Tuesday, September 23, 2008

Writer in absentia

With all the fine fall weather we've been enjoying it's been way too hard to park my butt at the computer and try to bang out something on the keyboard, especially since autumn is my most favorite time of the year. Call me a slacker, but a brisk walk (kid-free!) on a sunny September morning is wayyyy more appealing! I've taken three of late (completely self-indulgent).

It hasn't been a complete waste of valuable work time though. I find walking time is great for bouncing ideas around in my head. I've mulled over the angle of a piece I want to propose to a veterans' magazine, put it aside and focused on a cultural idea, and am now planning a kids' sports article while also plotting a short (?) story. Even if none of this is actually on paper (or my hard drive) it still counts. Kind of. Doesn't it?!

Monday, September 15, 2008

A little good news is hard to find

Since my last couple of posts have been about writing I wanted to do something off topic today. I started thinking about current events trying to find something to blog about. Not a lot of good news out there. We've got the mudfest that is the election south of the border and the snooze-fest of an election that is going on here at home (I could write a page about the insanity that is the Sarah Palin phenomenon and lead that the Conservatives hold here in the poles, but my husband will think I've developed an obsession). Ike is too tragic. The economic chaos is troubling. Yep, good news is hard to find. So I'll give you some of my own ...

My youngest daughter's brain MRI was negative.
My washing machine repair will be partially covered by the warranty.
The wheeze/squeak in my chest is almost gone. The cough is completely gone (until my kids bring the next virus du jour home).
I've lost 10 lbs and am now a size 4 again (no, I'm not one of those skinny bitches obsessed with my weight - I'm petite and believe me those extra few pounds do make a difference!)
Root and Sprout will be featuring another one of my articles in the next edition.

Nothing super major (except the MRI) or earth shattering. But the most important place to find the positives and celebrate the good things is right here at home.

Wednesday, September 10, 2008

I'm back!

Ok, forget yesterday's suckfest. Bad day. Today I refocused (thanks BPV for making me ask how much I want it), put the polish on a little article that I've had sitting on my desktop for a month and submitted it. I also started some notes for a few other ideas I've been kicking around. Tomorrow I will be digging in the basement for the research I did months ago on a particular topic (just haven't unpacked it since our move in April). It feels good to be motivated again!

Tuesday, September 9, 2008

Guilt and the aspiring writer ...

Here's my dilemma. I want to write. I've always been told I'd good at it. I've taken some courses along the way. I'd like to try to develop my skills and give it a try.

On the other hand. I'm a stay-at-home mom. I feel that my family and home should be my first priority. This makes it extremely easy at any given time to find fifty different things that I could/should be doing instead of working at my computer.
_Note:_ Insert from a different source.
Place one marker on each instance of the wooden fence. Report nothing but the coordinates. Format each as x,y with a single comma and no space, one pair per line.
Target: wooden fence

I do try to sit and write, but I feel that since I'm not a "professional writer" bringing in some income that in others' eyes I'm just blowing off time at the keyboard (I have a paranoia that when my kids are older they will have this image of me as simply being some sort of computer/internet addict and that they won't understand what I really was/am trying to do). That's where the guilt enters and I find myself pushing away from the desk and tackling another task.

I know I should designate a certain time of the day as my time and use this only to focus on my writing. Unfortunately, 9 - 11 pm is not what I would consider my optimal work time. I'm either too tired or run the risk of getting on a roll and staying up way past my bed time (a bad habit to get into when my oldest gets up between 6:30 & 7:00 each morning).

I had hoped that I could write during the hours that my youngest is at nursery school, but I find myself filling that time with other things ... working out, running errands, appointments ... things that are also much easier to tackle when I'm flying solo.

sigh ... feeling crappy about my aspirations today

Monday, September 1, 2008

September - Ovarian Cancer Awareness Month

Ok, ladies (and concerned gentlemen) here is your public service announcement for the month. I will risk sounding like a broken record here (I know I've posted about this before) but it's a message that bears repeating.

As many you you know I lost my mother a year and a half ago to ovarian cancer. My sister has tested positive for BRCA2, one of the gene mutations related to breast & ovarian cancers (thanks merely to a roll of the dice I am, and therefore my biological daughter is also, BRCA2 negative).

This disease is the fifth leading cause of death amongst women and the most deadly form of cancer a woman can develop. It is extremely hard to detect. Often the symptoms are vague and mimic other illnesses. Doctors frequently miss the signs. Early diagnosis, and therefore education is crucial in beating this disease.

Here are some warning signs:
Abdominal bloating or discomfort
Changes in bowel function
Unexplained weight gain and a distended abdomen from fluid build-up
Nausea
Infertility or changes in menstruation patterns

If these symptoms persist for three weeks or longer you should see your health practitioner immediately.